It would triple the minimum rent for these families, from $50 to $150 per month. According to an analysis by the nonpartisan Center on Budget and Policy Priorities, this would raise rents the most for the poorest families receiving rental assistance from HUD. There are approximately 1.7 million people in these families, and the vast majority of them have incomes of less than $7,000. Included in those families are almost 1 million children. Taking an additional $1,200 from them to cover the higher rent would make it even harder for them to afford basic necessities.
It would increase rents on the elderly and people with disabilities. The poorest and least able to afford housing in the private market would see their rents increased over time to 30 percent of their gross income with a minimum rent of $50 per month.
It would allow HUD, without further legislative approval, to adopt policies that would effectively act as time limits for families to live in federally assisted housing, eventually forcing them out to deal with a market that has no affordable options for them.
It would impose work requirements despite the fact that most recipients able to work already do so. These requirements would do nothing to create the job opportunities necessary to move families toward self-sufficiency. They would instead create additional housing instability, which undermines people’s ability to gain and hold good-paying jobs.
The bulk of the rent increases under the plan would fall on working families, the elderly and people with disabilities. Overall, the plan would raise rents on about 180,000 Florida households by an average of $760 annually.
Why is Carson putting this proposal forward? He hinted at the real reason in an interview with the conservative Heritage Foundation: “We are being realistic as we look at it. We knew what the budget was — with the budgetary constraints that we had to work with — and so we had to make some changes in the rent structure in order to conform with that budget.”

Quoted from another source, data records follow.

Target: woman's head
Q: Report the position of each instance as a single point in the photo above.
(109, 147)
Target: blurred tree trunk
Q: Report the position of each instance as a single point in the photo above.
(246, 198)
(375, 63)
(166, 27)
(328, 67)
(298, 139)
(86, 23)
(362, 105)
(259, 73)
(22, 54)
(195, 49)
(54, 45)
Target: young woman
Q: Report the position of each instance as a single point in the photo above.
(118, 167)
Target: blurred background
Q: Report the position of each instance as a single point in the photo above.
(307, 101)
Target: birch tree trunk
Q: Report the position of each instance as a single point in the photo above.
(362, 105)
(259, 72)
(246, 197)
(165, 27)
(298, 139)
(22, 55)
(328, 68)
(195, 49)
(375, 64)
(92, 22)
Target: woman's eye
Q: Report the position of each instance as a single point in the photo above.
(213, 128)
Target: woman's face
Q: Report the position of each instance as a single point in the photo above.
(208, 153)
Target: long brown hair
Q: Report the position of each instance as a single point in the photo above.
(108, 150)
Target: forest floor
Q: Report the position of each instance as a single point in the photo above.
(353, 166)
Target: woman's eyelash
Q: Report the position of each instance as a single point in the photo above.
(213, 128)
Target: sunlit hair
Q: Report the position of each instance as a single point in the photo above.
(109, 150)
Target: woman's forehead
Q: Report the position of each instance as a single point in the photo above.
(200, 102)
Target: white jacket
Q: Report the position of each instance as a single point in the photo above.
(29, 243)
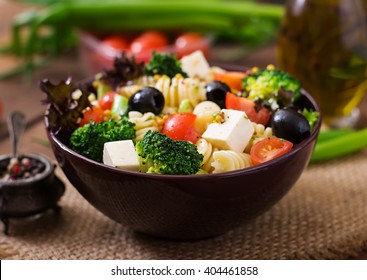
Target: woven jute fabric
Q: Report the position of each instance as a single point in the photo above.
(324, 216)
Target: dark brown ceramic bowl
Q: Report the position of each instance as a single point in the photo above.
(185, 207)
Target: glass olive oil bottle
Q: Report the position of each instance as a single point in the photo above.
(324, 44)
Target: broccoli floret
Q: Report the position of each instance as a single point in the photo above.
(272, 86)
(164, 64)
(159, 154)
(89, 139)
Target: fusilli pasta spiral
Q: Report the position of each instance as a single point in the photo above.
(227, 160)
(178, 88)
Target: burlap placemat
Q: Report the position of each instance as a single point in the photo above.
(323, 217)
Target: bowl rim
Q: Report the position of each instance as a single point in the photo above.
(248, 170)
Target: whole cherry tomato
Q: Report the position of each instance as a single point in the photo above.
(116, 42)
(106, 101)
(179, 126)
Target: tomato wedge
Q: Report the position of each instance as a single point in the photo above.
(179, 126)
(232, 78)
(248, 106)
(94, 114)
(268, 149)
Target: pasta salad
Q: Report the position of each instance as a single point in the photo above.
(186, 117)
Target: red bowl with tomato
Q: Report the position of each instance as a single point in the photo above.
(99, 51)
(186, 207)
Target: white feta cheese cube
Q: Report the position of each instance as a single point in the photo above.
(233, 134)
(121, 154)
(195, 65)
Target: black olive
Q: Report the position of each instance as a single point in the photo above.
(147, 99)
(288, 124)
(216, 91)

So, this proposal, one that will punish the people in our communities struggling the most to afford a place to live, is nothing more than a cut disguised as “reform” to pay for last year’s tax bill, which overwhelmingly benefits the wealthy and large corporations.
Central Florida is taking steps to become a community in which everyone can find a decent, affordable place to call home. That wasn’t going to happen overnight given where we’re starting from, but should these proposed cuts become law, expect our problems to become much worse.